Rotation angle detection signal for ignition timing calculation generated at the rotation angle position
A first signal and a second signal having different polarities at a first rotation angle position of the internal combustion engine and at a second rotation angle position having a phase delayed from the first rotation angle position. Generating a second signal by charging a first integrating capacitor with a constant time constant between generation of each second signal and generation of the next second signal. A first integration circuit for performing an integration operation for instantaneously discharging the first integration capacitor to obtain a first integration voltage across the first integration capacitor; and generating the first signal. An integration operation of charging the second integration capacitor with a constant time constant during a period from when the second signal is generated until the second signal is generated and instantaneously discharging the second integration capacitor when the second signal is generated. To obtain a second integrated voltage across the second integrating capacitor. An integrating circuit, first by comparing the first integration voltage and the second integrated voltage 2
Integrated voltage first the point <br/> rotation angle detection signal the ignition timing calculation of the internal combustion engine, characterized by comprising a comparator for outputting a computation fire timing when it becomes more integrated voltage of Rotation angle detection signal generation circuit. 2. An integration capacitor is charged with a predetermined time constant.
The integration voltage generated by performing the integration operation
The ignition timing of the internal combustion engine ignition device that calculates the ignition timing using
Start and end positions of the integration operation in the period calculation circuit
And switching position of integration constant, ignition timing in specific rotation range
Rotation angle for ignition timing calculation used to determine etc.

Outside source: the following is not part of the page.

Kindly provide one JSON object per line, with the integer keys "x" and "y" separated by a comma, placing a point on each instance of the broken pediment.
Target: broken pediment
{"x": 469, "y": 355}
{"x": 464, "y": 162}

The detection signal is a signal that does not change depending on the rotation speed of the internal combustion engine.
Rolling angle position ignition timing calculation rotation angle detection signal generated by the location
A first signal and a second signal having different polarities at a first rotation angle position of the internal combustion engine and at a second rotation angle position having a phase delayed from the first rotation angle position. And a signal generator that generates the first signal and charges the first integrating capacitor with a constant time constant from the time when each first signal is generated until the time when the next first signal is generated. A first integration circuit for performing an integration operation for instantaneously discharging the first integration capacitor when it occurs to obtain a first integration voltage across the first integration capacitor; and generating each second signal. second charging to the second signal to the integrating capacitor at a fixed time constant until a second signal of the following are generated to discharge the integration capacitor of the second instantaneously upon the occurrence since the Performing an integration operation to obtain a second integration voltage across the second integration capacitor And second integration circuits, first by comparing the first integration voltage and the second integrated voltage 2
And a comparator for outputting a rotation angle detection signal for calculating the ignition timing when the integrated voltage becomes equal to or higher than the first integrated voltage. Generator circuit.